Management of hypovitaminosis D in patients with primary hyperparathyroidism
Manjusha Rathi, Susana Gonzalez & Steve Peacey
Epidemiological studies suggest that hypovitaminosis D is common in patients with primary hyperparathyroidism (PHPT). They have higher levels of serum parathyroid hormone (PTH) and markers of bone turnover, and more frequent fractures than vitamin D replete patients. There are concerns that vitamin D repletion in these patients might exacerbate pre-existent hypercalcaemia, although recent literature suggests this is uncommon.
We aimed to determine the effects of vitamin D replacement on biochemical indices of calcium metabolism in patients with combined PHPT and hypovitaminosis D in a predominantly Asian cohort.
Twenty-three patients with PHPT and hypovitaminosis D were studied: Asian:Caucasian 19:4; M:F 2:21; age (range) 59 (3185) years; basal calcium (mean±S.D.) 2.62±0.12 mmol/l, 25-OH vitamin D 14.8±7 nmol/l. Each received oral 20 000 IU cholecalciferol per week for 12 weeks.
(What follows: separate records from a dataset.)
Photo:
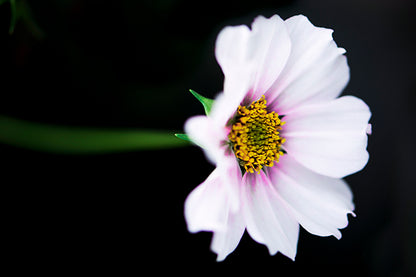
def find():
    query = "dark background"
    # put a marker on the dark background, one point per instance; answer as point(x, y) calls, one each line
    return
point(129, 64)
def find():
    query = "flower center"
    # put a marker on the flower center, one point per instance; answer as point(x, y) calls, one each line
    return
point(255, 136)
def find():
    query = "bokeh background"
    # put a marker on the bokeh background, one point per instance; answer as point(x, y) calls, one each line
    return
point(129, 64)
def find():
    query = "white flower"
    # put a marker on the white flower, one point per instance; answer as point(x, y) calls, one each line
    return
point(280, 138)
Mean baseline serum calcium, phosphate, alkaline phosphatase and PTH were measured at week 4, 8 and 12 weeks. Mean 25-OH vitamin D levels before and after 12 weeks were compared and the relationship between 25-OH vitamin D and PTH was analysed.
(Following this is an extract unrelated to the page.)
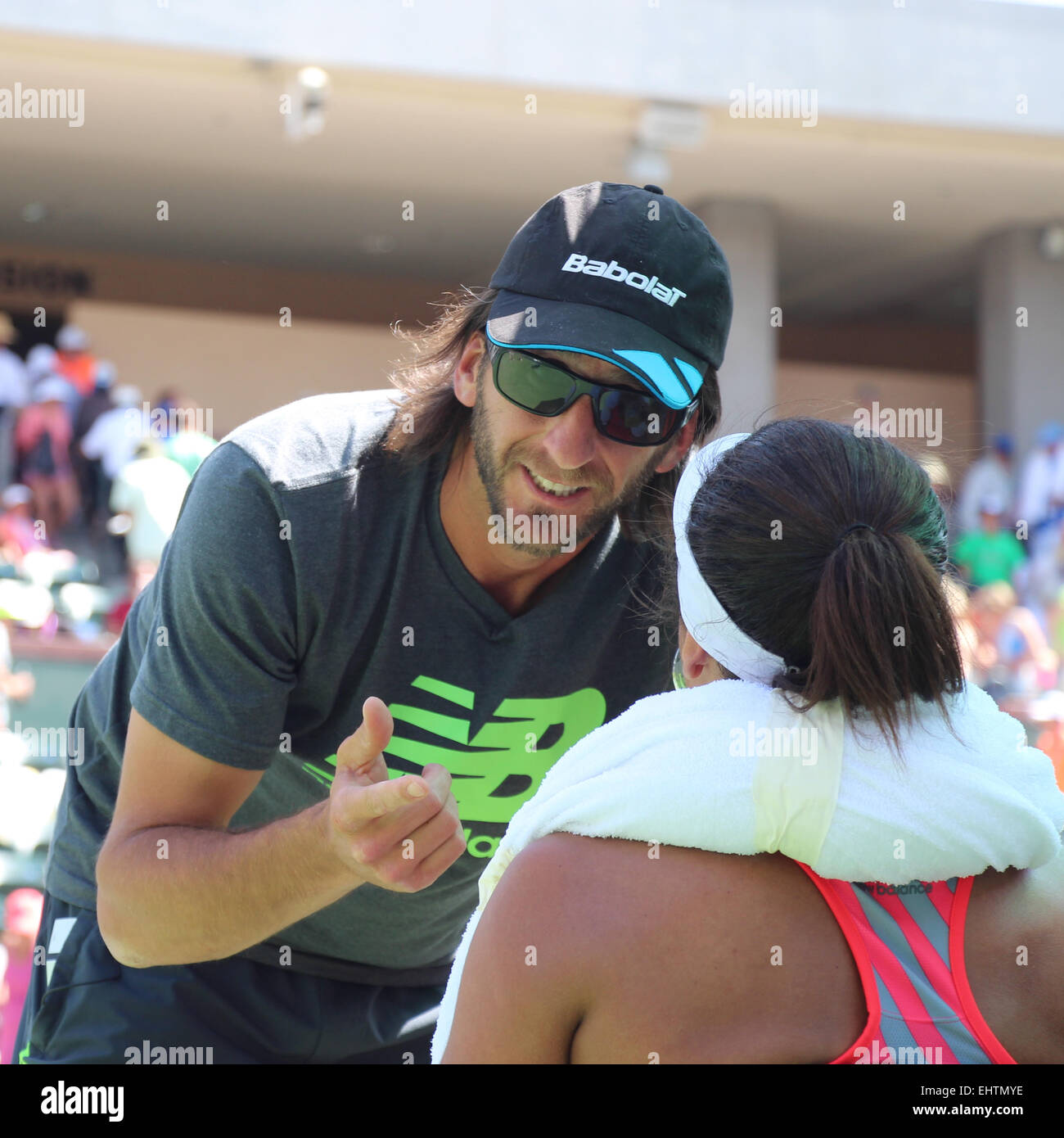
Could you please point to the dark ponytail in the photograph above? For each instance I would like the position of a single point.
(860, 616)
A significant increase in 25-OH vitamin D was observed at 12 weeks: 14.8±7 vs 75.8±21 nmol/l, P=0.0001. A reduction in PTH was found at week 8; 21.9±11 vs 15.3±6, P=0.05, and at week 12; 21.9±11 vs 14.7±5, P=0.02. There was no significant change in calcium (P=0.85), phosphate (P=0.37) or alkaline phosphatase (P=0.94). PTH and 25-OH vitamin D levels were inversely correlated (r=−0.46; P=0.002).
Conclusion: We conclude that weekly vitamin D supplementation with 20 000 IU for a three month period corrects hypovitaminosis D in patients with mild PHPT without causing significant increases in calcium.